C'est surement traumatisant pour elle ; mais je peux pas m'empêcher de penser que ça se passe en Afrique du sud ou des 10ène de lesbiennes sont violées tout les jours par des hommes pour faire d'elles de vrais femmes...

 
hector dumas

De Ariel

Le 29 août à 13h34

Qu'est-ce que tu racontes comme sottises ? L'IAAF est basée à Monaco et non pas en Afrique du Sud, c'est une organisation internationale. La nationalité de l'athlète n'a strictement rien à voir dans cette histoire.

 
hector dumas

De Canaval

Le 29 août à 13h46

Oui, je sais, je parlais pas de l'IAAF, mais je me questionnais plutôt du subit intérêt des Sud Africain pour la gente féminine...
Ils risquent d'affirmer bientôt qu'elle n'est pas lesbienne et qu'il n'y a pas de lesbienne dans leur pays...
En tout cas se qu'on peut affirmer, c'est que bientôt il n'y aura pas de lesbienne qui ne se soit jamais fait violer en Afrique du Sud...
Et tes commentaires ou tu parles des "sottises" des autres tu peux te les garder, surtout quand tu comprends l'orientation du commentaire.
Tu connais l'Afrique du Sud?

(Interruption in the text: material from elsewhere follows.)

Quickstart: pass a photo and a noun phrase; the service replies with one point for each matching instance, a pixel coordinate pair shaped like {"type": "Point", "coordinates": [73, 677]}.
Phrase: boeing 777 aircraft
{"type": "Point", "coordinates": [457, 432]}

Tu y a habité ??? T'as été témoin de viols collectif en pleine rue à Cape town ??

 
hector dumas

De Ariel

Le 29 août à 14h40

Ton commentaire n'a rien à voir avec l'article en question. Tu le confirmes une fois de plus. Ce n'est pas un article sur "Le sort des lesbiennes en Afrique du Sud" mais sur une athlète sud-africaine que l'IAAF humilie.

Sur ce dont tu parles, je n'ai jamais remis en cause ce que tu disais sur le sort des lesbiennes, et tu sembles t'y connaître.

En toute franchise, cette portion du monde, je m'en lave les mains. Bien que je compatisse avec toute personne persécutée pour être ce qu'elle est.

 
Canaval

De Canaval

Le 29 août à 13h07

En Afrique du Sud une femme se fait violer toutes les 6 secondes....

 
Ariel

De Ariel

Le 29 août à 13h36

Pour moi ce n'est qu'une démarche transphobe et humiliante.

 
hector dumas

De Canaval

Le 29 août à 13h49

Qu'est-ce que tu racontes comme sottises ? Il n'a jamais été question pour L'IAAF, basée à Monaco, d'humilier les transsexuelles...

 
hector dumas

De Ariel

Le 29 août à 14h30

C'est toi qui le dit, pas moi. ^^

 
hector dumas

De yaki

Le 02 septembre à 19h46

Démarche transphobe ? Tous ses partisans disent que Caster Semenya est une femme depuis toujours. Personne ne parle d'opération ou de transgenre de son côté. Je ne vois donc aucune transphobie dans la démarche.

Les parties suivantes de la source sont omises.